I'd like to give certain user roles the ability to search data models. However, I don't want them to be able to view the data in search. Is this possible?
What, precisely, do you want them to be able to see?
What, precisely, do you NOT want them to be able to see?
A user role can be restricted in what it can look at. One of the easiest ways is by restricting the user's search to a particular index. If the sensitive data is not in the index and the model, then the user can't look at it.
You can also use apps to limit the precise searches that your users can perform.
On the other hand, if you want your users to be able to create ad hoc searches based on a field, but do NOT want them to be able to see that field, that's a bit more problematic.

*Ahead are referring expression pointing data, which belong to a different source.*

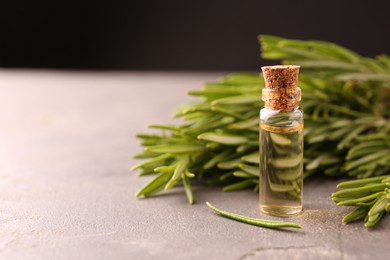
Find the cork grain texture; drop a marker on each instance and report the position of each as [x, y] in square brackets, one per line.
[281, 91]
[67, 139]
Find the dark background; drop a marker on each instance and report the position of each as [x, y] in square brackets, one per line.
[178, 35]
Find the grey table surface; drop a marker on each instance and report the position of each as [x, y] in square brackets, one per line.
[66, 140]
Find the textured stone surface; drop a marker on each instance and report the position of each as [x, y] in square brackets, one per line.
[66, 193]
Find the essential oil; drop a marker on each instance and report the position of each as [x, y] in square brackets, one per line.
[281, 142]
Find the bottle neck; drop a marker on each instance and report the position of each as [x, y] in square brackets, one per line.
[282, 99]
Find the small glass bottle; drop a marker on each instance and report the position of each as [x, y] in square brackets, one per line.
[281, 142]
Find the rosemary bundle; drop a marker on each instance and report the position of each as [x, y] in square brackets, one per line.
[346, 99]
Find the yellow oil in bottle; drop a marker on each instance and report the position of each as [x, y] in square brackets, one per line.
[281, 169]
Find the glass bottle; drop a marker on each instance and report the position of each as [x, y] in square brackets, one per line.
[281, 142]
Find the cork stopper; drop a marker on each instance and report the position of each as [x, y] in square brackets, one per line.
[281, 91]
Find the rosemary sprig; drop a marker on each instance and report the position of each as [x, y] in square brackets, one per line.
[347, 126]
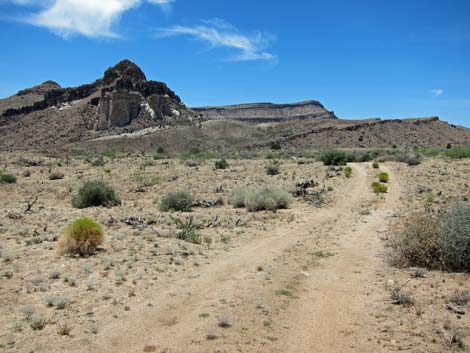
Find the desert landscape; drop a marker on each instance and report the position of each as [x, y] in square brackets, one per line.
[133, 222]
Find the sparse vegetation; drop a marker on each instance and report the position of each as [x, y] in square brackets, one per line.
[273, 168]
[56, 176]
[95, 193]
[81, 237]
[7, 178]
[177, 201]
[221, 164]
[379, 188]
[442, 243]
[383, 177]
[263, 198]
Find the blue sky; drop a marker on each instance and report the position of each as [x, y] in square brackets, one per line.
[375, 58]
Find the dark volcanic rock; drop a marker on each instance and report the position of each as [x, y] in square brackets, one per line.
[267, 112]
[41, 89]
[118, 109]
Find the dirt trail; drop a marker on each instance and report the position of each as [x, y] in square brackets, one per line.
[280, 293]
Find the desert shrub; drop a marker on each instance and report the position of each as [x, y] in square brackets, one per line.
[411, 159]
[177, 201]
[81, 237]
[56, 176]
[333, 157]
[458, 152]
[455, 229]
[99, 162]
[188, 230]
[238, 197]
[221, 164]
[95, 193]
[272, 169]
[267, 198]
[418, 244]
[7, 178]
[383, 177]
[379, 188]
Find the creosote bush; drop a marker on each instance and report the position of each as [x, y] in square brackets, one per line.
[418, 245]
[333, 157]
[455, 232]
[442, 243]
[272, 169]
[81, 237]
[7, 178]
[383, 177]
[221, 164]
[177, 201]
[259, 199]
[95, 193]
[379, 188]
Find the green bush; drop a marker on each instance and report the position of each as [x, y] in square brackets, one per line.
[98, 162]
[458, 152]
[272, 169]
[238, 197]
[177, 201]
[56, 176]
[95, 193]
[411, 159]
[379, 188]
[7, 178]
[82, 237]
[455, 230]
[221, 164]
[418, 244]
[333, 157]
[259, 199]
[383, 177]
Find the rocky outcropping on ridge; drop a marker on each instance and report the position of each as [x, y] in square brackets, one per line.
[267, 112]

In my case, I litterally want the users to only be able to search using data models, i.e. use pivot to search.
I do not want them to be able to use regular search without pivot.
I know I can restrict access to data using indexes, I already make heavy use of that method. In my organization I would like to create several classes of user, based on the capabilities rather than the data access rights of those users.
a knowledge manager user class, which corresponds with the power role
a business intelligence/it proffesional user class, which corresponds mostly with the user role
a business user class which corresponds with the role I would like to be able to only search using pivot
I got this idea from this document:
https://conf.splunk.com/session/2014/conf2014_DavidClawson_Splunk_WhatsNew.pdf 5th page/slide has a diagram.
I have the exact same question:
I would like to make a class of user that can only search data models, not use the regular search? Is that possible and how?